John Henry Newman offers us three works on university education:  (1) the Dublin lectures or “University Teaching” (1852); (2) the occasional lectures and essays or “University Subjects” (1859); and (3) the university sketches (1856). The first two form his Idea of a University and the third was published as Historical Sketches, volume 3, “Rise and Progress of Universities.”

But there is more.  Though many of us have read Newman’s Idea, this book offers only part of his vision.  How was it implemented in the concrete circumstances of Dublin with flesh-and-blood students, concerned parents, and the rough-and-tumble of residential life?  For insights into these and much more, the reader should consider the invaluable study, The ‘Making of Men’: The Idea and Reality of Newman’s University in Oxford and Dublin by Paul Shrimpton (Gracewing Publishing, 2014).

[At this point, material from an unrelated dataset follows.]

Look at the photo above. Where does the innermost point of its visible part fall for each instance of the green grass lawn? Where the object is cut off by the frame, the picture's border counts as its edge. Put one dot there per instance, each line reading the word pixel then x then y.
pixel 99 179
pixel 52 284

Newman’s Idea of a University 

Newman’s Historical Sketches

Shrimpton’s The ‘Making of Men’: The Idea and Reality of Newman’s University in Oxford and Dublin  

 

On the second day of Christmas, Catholic Education gave to me … Fides et ratio

Fides et ratio, the great encyclical issued by Pope John Paul II in 1998:

“Faith and reason are like two wings on which the human spirit rises to the contemplation of truth; and God has placed in the human heart a desire to know the truth—in a word, to know himself—so that, by knowing and loving God, men and women may also come to the fullness of truth about themselves.”

Imagine if the wings of faith and reason were to be integrated at the very heart of our colleges, universities, and schools.  What if, before every other institutional concern, we created the conditions for faith and reason to carry our students to ever greater heights of knowledge—of God, themselves, creation, and culture—while opening up opportunities for communion and contemplation that our students never imagined were possible?   This great encyclical is a gift that shows us the way to achieve these ends.

Fides et ratio: https://tinyurl.com/vxx77gp

 

On the first day of Christmas, Catholic Education gave to me…
Ex Corde Ecclesiae.

Ex Corde Ecclesiae, the great Apostolic Constitution issued by Pope John Paul II in 1990: “It is the honor and responsibility of a Catholic university to consecrate itself without reserve to the cause of truth.”

Think of what the Catholic Church in America could be like if every Catholic college, university, and school consecrated itself–no matter what the cost–to the pursuit of truth and the One who is the source of all Truth.

Ex Corde Ecclesiae: https://tinyurl.com/w4lb2vh

In this series we consider some of the greatest resources that inform authentic Catholic education as well as the gifts it gives to the students and families that it serves.

Magdalen College of the Liberal Arts, where students are called to “Set out into the Deep” wishes you and yours a blessed twelve days of Christmas.